Quando si parla di tecnologia umanizzata, di uso dei robot, o di intelligenza artificiale, la generazione a cui appartengo, quella nata negli anni ’80, rimane ancora affrancata a dei rimandi estetici e di azione che implicavano sia una positiva avventura, che un rischio catastrofico. Si pensa magari a capovolgimenti tra umano e non-umano come quello di HAL 9000 di “2001. Odissea nello spazio” (1968) di Kubrick. O a robot che divenivano quasi più umani dell’umano – qualcuno si ricorderà ironicamente della serie televisiva “Super Vicky” (1985) -, ora certamente naïve.
Oggi sono tematiche assorbite e quotidiane con cui dialoghiamo di continuo, in cui letteralmente viviamo e interagiamo.
Riccardo Giacconi parte da questo presupposto, dallo scambio relazionale tra un generatore automatico di testi (una macchina – anche lei ormai un po’ retrò – che rielabora automaticamente dei concetti, che per essa sono soltanto parole -) e l’input umano, che è quello iniziale.
Ma la sua ricerca approfondisce un legame che diventa addirittura poetico.
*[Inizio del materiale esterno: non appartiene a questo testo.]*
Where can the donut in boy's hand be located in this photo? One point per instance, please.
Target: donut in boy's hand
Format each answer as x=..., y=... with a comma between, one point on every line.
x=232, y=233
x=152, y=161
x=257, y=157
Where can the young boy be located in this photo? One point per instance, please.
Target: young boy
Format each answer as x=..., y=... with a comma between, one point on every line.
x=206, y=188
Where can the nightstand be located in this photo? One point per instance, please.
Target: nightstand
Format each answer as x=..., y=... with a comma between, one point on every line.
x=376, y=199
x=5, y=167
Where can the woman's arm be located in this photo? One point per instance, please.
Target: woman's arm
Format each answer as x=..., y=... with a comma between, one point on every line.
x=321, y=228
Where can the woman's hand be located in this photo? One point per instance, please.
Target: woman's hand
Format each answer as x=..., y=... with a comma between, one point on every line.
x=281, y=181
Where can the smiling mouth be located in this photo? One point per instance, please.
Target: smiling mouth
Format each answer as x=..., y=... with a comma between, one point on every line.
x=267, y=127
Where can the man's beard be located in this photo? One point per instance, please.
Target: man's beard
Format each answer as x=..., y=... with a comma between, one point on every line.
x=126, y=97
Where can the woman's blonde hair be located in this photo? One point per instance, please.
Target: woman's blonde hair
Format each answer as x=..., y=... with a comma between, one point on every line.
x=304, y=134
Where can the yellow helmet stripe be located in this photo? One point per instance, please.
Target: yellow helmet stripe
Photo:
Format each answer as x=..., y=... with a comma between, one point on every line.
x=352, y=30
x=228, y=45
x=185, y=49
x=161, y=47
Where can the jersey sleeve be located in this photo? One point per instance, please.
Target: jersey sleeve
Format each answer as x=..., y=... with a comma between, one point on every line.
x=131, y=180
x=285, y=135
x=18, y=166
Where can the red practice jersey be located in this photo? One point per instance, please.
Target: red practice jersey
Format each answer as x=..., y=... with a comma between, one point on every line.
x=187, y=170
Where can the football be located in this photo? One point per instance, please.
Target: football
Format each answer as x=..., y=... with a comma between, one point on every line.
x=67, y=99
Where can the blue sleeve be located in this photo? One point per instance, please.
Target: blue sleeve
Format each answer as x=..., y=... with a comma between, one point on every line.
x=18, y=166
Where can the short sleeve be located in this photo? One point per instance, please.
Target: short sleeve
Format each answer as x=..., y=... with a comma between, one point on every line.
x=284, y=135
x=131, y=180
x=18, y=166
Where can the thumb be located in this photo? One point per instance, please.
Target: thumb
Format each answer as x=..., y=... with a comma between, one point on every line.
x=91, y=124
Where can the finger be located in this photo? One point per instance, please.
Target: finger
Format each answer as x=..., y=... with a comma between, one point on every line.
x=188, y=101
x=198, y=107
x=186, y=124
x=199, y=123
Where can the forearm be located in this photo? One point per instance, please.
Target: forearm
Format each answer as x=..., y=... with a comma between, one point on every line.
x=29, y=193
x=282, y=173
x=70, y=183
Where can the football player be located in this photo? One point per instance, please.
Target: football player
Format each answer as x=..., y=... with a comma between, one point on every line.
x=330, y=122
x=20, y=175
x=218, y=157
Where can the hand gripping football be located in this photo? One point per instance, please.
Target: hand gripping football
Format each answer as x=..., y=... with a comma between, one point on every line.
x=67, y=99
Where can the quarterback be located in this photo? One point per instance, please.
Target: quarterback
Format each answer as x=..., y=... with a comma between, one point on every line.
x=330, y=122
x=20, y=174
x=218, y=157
L’artista infatti ha dialogato, attraverso la scrittura, con una macchina dalle funzioni basiche di sviluppo di un linguaggio automatizzato che, se veicolata e riletta in maniera corretta, può esprimere persino dei risultati connessi, a cui attribuire un senso.
Storyboard mette in atto questo esperimento che l’artista aveva già raccontato in “Diteggiatura” (2021), un film dedicato a una realtà che Giacconi studia e con cui collabora da tempo, quella della storica famiglia milanese Carlo Colla & Figli – artigiani di marionette e storie tra i più importanti al mondo. L’artista ha creato un testo, attraverso questo approccio legato alla relazione tra arte e scienza, dunque tra macchina e umano, che insieme formano un linguaggio ibrido ma, in questo caso, di senso autonomo. Nel film questo “storyboard” viene letto in scena da un’attrice. Qui in mostra, invece, Giacconi sperimenta prendendo spunto dal saggio “Sul teatro di marionette” di von Kleist. Una parte dello scritto viene ripreso dentro Spazio Leonardo sotto forme e dispositivi diversi: l’artista ha creato appositamente delle grandi tende in plastica – che rimandano a quelle colorate dei vecchi negozi di paese, o delle case delle nonne – come display su cui sviscerare narrativamente una storia. Ognuna di queste opere, realizzata minuziosamente a mano dall’artista, piastrina dopo piastrina, raffigura un soggetto che rappresenta una parte di storia, o delle marionette citate nel film, o, ancora, nel caso di Storyboard #4, una sfida sequenziale realizzata da motivi geometrici astratti, estrapolati da uno studio del matematico Stephen Wolfram.
Colore, dispositivi visivi, scambi relazionali tra umano e non umano, artigianalità e narrazione poetica, sono elementi celati in mostra che vanno scovati in un percorso raffinato e complesso, dove ogni “storyboard” rivela, attraverso vivaci estetiche, rimandi tra passato e futuro.